Causes of temporary hearing loss
There are many different possible causes of temporary hearing loss. Some of the more common causes include:
- Impacted earwax: When earwax builds up in the ear canal, it can become compact and be difficult to remove. Never try to remove impacted earwax yourself. A trip to the doctor’s office will ensure the blockage is removed without damaging your ear.
- Ear infections: When an infection develops in the middle ear, it can cause a buildup of fluid that prevents sound waves from passing through the ear.
- Medications: Some medications can cause temporary hearing loss. Make sure to talk to your prescribing physician about any medication side effects you may not know about.
- Loud noise: Temporary hearing loss can occur after a single exposure to very loud noise, such as a music concert.
Temporary hearing loss treatments
While temporary hearing loss occasionally resolves itself on its own, it’s important to visit your audiologist – especially if you cannot identify the cause. Impacted earwax, medications and ear infections all require professional intervention. Ignoring temporary hearing loss can result in worsening symptoms or permanent damage.

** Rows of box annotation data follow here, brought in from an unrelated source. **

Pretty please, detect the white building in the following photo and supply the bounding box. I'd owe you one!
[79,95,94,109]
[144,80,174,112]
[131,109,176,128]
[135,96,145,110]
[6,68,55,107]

What if the Loss is Permanent?
If your hearing loss becomes a permanent issue, your audiologist will explore different treatment options with you. Hearing aids are the most commonly recommended solution with varying styles and sizes to meet your unique needs. These devices can be worn behind the ear (ITE), in the ear (ITE) or in the canal (ITC) to provide you with the listening experience you need.
If you suspect your hearing loss is due to a recent exposure to loud noise or are afraid it may become more permanent, the best thing you can do is contact your audiologist for an assessment.